Now, the end results from these two cameras are generally different, but there are some similarities too. They both tend to prefer warmer color tones… in general. That is a bit more obvious on the HONOR Magic6 Pro, though. Both smartphones do a fantastic job during the day. The images end up looking sharp, detailed, vivid, and well-balanced altogether. HDR performance is also great from both. Their periscope telephoto cameras do a great job across the board and are even great for macro photography. It’s a toss-up between the two. Ultrawide cameras on both smartphones are the least impressive ones, but they still do a very good job. The one on the Magic6 Pro does offer a wider FoV, though.

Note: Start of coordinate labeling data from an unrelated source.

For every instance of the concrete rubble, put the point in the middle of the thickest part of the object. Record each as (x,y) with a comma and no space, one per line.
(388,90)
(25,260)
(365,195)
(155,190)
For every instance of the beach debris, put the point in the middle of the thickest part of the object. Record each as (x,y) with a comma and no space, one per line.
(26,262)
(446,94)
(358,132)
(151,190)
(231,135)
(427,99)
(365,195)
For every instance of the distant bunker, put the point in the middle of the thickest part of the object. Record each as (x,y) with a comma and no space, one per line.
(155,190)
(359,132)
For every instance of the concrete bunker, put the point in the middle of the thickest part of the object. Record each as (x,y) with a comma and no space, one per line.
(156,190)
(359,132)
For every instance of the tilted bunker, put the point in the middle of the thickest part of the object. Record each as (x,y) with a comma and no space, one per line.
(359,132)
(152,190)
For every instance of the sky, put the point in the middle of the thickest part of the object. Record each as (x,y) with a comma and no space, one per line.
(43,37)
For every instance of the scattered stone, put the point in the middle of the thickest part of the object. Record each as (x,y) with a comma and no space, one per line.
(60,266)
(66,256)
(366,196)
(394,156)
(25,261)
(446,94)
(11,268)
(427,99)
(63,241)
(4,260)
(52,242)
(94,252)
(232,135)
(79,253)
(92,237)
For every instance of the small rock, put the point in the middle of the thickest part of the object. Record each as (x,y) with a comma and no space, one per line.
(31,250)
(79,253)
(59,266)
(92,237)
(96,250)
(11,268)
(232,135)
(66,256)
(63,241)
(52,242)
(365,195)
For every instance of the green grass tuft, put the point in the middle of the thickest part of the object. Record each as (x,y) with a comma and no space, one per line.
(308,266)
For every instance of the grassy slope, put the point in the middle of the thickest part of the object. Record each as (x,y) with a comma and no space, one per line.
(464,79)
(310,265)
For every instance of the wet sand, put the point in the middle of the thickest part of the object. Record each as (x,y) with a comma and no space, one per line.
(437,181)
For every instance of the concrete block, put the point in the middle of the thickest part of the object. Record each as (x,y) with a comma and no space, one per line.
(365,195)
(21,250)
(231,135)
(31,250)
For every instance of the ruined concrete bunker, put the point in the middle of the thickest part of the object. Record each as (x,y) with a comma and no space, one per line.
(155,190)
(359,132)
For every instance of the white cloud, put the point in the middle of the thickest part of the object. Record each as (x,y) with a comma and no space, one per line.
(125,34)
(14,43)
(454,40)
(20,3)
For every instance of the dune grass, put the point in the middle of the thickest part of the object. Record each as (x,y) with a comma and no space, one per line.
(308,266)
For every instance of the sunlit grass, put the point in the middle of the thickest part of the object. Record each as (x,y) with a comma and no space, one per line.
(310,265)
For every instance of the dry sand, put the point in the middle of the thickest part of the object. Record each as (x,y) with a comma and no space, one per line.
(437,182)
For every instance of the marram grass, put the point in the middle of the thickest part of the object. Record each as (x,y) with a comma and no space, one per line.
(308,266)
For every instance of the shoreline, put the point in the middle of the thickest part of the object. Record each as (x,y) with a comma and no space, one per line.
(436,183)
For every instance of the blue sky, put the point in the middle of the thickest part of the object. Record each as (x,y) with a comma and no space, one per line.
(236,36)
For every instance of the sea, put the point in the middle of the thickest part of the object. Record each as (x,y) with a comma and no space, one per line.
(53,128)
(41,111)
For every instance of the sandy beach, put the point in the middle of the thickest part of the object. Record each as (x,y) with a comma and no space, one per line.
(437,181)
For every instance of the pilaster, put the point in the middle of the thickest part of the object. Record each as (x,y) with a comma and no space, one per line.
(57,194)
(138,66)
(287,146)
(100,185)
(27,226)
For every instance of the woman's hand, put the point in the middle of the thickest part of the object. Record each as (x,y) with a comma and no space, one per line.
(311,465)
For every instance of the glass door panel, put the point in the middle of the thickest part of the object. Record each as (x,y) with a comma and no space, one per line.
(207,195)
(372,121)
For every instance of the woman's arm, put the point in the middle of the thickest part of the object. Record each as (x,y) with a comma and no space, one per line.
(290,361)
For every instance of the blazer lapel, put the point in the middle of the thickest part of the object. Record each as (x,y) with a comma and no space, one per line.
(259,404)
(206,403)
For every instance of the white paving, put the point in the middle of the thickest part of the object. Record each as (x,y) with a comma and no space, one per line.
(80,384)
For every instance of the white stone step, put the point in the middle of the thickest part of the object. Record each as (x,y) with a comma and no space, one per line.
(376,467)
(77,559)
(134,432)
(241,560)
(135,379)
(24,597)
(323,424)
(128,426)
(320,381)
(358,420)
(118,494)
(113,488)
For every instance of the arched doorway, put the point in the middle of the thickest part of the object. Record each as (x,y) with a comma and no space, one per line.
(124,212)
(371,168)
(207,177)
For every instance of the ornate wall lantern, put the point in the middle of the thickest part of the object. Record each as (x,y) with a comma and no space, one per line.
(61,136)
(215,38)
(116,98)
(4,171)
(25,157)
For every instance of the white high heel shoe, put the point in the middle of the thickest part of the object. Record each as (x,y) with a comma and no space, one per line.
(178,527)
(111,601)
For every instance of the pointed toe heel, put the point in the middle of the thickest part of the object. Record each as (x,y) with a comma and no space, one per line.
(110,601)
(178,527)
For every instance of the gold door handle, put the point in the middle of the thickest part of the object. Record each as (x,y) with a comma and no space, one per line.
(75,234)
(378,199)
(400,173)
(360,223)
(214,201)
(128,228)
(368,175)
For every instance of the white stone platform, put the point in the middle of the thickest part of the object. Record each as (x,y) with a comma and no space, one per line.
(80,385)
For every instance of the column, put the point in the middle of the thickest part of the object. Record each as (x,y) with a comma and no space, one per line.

When the light goes away, both smartphones manage to retain plenty of details. They both tend to light up the scene quite a bit and do a great job when it comes to balancing out the images. Both devices also do a great job with light flares, though the Vivo X100 Ultra is a bit better when it comes to that. You really can’t miss when it comes to which phone to pick for its camera prowess. They’re both outstanding.
Audio
Both of these phones have a stereo speaker setup. The speakers on the HONOR Magic6 Pro are a bit louder, but both sets of speakers do deliver quality sound, that’s for sure. The loudness difference is also not that big.
Neither of the two devices comes equipped with an audio jack, however. You can use their Type-C ports to connect your wired headphones, however. The Magic6 Pro supports Bluetooth 5.3 connectivity, while the Vivo X100 Ultra includes Bluetooth 5.4 support.